The Mariposa County Sheriff's Office said in a statement that search teams located the family's vehicle near the national forest gate that leads to Hite's Cove, and then found the family's bodies on the trail shortly thereafter.

Because there were no apparent causes of death, the scene was handled as a hazmat investigation, and a spokesperson told the Associated Press that there were concerns that it could be related to carbon monoxide, possibly from old mines in the area.

Mariposa County Sheriff Jeremy Briese sheriff rescinded that on Wednesday, both lifting the hazmat status and stating that there were no mines within three miles of where the bodies were found, according to the Sacramento Bee.

Investigators are also looking into the possibility that toxic algae blooms may have played a role in the deaths, according to NBC affiliate KSEE in Fresno.
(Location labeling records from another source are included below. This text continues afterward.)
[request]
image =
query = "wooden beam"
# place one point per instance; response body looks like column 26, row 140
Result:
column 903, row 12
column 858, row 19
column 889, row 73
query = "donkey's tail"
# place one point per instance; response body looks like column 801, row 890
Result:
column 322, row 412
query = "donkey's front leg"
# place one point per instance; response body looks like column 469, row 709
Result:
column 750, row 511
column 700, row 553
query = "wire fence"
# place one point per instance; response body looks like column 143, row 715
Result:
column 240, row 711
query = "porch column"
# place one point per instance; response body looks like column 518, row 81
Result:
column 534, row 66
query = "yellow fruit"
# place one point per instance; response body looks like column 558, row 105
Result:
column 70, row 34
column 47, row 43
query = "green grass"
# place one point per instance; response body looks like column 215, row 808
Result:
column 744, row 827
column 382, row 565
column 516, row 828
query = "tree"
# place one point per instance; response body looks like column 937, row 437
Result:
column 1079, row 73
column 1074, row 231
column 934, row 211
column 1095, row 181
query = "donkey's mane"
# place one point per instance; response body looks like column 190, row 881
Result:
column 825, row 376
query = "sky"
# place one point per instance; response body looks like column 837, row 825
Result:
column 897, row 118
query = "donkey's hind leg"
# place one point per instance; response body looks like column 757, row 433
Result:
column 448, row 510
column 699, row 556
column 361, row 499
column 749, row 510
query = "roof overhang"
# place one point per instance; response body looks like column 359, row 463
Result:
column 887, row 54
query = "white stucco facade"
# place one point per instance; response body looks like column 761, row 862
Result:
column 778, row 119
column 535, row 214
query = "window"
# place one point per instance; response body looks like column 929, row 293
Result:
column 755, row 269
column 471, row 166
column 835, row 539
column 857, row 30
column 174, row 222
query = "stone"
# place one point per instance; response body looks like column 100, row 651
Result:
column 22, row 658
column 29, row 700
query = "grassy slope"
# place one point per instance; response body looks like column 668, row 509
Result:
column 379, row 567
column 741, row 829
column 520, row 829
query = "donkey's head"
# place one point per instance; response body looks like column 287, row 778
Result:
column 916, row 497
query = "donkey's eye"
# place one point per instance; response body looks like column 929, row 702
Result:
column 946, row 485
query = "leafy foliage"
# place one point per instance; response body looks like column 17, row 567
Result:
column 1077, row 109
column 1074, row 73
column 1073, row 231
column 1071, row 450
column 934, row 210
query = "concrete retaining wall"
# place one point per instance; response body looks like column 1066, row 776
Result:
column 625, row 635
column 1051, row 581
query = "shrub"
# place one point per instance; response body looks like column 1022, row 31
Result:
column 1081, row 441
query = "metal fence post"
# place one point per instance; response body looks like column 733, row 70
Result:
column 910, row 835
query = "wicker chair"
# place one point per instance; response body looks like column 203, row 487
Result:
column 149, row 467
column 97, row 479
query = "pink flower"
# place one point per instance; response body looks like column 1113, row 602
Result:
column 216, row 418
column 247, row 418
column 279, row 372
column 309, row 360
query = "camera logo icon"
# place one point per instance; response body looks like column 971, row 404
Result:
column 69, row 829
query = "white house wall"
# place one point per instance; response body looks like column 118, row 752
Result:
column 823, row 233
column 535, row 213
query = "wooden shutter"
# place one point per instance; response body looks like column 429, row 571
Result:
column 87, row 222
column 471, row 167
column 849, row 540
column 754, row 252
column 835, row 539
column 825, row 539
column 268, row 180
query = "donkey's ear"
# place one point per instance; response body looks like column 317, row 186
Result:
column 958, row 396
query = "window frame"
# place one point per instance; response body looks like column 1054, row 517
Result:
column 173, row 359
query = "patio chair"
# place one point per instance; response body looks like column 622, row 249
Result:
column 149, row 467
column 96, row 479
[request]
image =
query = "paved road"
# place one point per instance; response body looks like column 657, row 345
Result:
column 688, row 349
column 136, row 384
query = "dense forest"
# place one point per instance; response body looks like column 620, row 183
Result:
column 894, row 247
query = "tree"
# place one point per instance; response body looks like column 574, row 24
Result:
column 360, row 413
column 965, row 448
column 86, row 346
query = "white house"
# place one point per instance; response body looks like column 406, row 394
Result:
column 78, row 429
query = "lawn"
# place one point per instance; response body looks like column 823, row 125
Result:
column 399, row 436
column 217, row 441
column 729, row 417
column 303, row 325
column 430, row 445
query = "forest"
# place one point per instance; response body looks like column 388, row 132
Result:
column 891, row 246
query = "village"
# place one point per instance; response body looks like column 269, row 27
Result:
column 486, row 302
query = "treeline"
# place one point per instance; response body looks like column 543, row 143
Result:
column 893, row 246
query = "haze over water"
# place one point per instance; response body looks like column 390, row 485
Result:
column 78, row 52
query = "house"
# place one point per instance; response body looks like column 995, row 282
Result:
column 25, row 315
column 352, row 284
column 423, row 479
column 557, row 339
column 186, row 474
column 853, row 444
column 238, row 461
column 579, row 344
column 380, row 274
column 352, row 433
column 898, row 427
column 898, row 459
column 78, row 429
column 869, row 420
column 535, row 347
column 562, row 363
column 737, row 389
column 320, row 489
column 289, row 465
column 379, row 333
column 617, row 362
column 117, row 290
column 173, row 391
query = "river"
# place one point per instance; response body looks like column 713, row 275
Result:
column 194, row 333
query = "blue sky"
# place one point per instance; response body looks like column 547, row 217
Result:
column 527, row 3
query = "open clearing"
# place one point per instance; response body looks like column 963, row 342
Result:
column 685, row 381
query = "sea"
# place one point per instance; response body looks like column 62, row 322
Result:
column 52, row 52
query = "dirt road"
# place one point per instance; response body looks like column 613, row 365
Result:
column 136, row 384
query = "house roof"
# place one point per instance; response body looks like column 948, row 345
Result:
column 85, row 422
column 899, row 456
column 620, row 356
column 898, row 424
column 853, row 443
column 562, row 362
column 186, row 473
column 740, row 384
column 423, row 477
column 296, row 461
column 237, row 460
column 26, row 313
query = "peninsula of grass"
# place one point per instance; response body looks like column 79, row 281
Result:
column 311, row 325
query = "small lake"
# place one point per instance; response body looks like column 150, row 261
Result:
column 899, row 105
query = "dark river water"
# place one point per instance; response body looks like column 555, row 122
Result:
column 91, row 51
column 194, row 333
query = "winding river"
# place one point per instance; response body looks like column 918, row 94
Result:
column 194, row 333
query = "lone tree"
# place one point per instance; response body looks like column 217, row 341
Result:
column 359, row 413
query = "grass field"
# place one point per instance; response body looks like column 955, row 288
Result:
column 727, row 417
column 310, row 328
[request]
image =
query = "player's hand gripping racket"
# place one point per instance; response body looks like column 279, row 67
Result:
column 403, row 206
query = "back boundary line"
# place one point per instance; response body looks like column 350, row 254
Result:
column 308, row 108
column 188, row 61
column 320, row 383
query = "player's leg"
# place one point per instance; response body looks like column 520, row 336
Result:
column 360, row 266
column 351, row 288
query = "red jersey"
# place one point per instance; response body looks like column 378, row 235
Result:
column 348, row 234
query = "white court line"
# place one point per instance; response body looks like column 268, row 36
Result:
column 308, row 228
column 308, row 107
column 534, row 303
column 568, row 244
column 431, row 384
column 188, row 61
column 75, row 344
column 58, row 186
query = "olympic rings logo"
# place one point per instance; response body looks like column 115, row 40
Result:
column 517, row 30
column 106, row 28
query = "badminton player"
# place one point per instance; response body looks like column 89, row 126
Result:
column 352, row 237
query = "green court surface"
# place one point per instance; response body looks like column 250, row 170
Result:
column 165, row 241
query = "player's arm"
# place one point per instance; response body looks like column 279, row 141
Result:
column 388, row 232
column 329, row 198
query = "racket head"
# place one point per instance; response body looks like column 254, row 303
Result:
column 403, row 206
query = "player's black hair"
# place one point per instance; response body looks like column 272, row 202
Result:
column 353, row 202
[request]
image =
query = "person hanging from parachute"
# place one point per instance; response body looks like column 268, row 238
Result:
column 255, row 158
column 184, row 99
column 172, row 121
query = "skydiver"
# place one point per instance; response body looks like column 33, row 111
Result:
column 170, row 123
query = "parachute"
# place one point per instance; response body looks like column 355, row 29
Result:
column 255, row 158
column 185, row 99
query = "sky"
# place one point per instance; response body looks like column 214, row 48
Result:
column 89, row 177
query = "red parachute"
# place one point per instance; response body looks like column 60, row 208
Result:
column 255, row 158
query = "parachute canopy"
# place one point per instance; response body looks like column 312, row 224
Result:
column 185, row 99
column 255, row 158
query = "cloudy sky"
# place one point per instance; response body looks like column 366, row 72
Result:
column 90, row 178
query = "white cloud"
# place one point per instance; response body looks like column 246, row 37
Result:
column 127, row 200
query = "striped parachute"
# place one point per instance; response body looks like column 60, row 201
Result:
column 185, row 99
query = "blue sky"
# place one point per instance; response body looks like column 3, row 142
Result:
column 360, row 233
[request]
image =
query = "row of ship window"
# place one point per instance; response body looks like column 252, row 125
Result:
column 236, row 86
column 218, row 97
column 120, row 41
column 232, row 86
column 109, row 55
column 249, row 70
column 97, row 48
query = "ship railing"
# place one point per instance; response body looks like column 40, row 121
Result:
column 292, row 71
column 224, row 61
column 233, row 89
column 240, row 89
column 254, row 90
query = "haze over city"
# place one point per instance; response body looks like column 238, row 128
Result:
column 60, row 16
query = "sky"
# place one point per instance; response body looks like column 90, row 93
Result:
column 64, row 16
The U.S. Forest Service posted a warning about the algae blooms, which had been found by the California Department of Fish and Wildlife in late June as part of its wadeable streams assessment along the Merced River near Hites Cove, on July 13. It is unclear what particular toxic algae were present at that time of the announcement.

Autopsies for the family, along with toxicology tests, were scheduled for Thursday in Stanislaus County. Authorities are hopeful they will provide more information about what caused the family's demise, the Bee reported. (A necropsy was also planned for the family's dog at the University of California Davis.)

The family had relocated to Mariposa County during the pandemic in 2020, when Gerrish's job became remote, according to the Merced Sun-Star.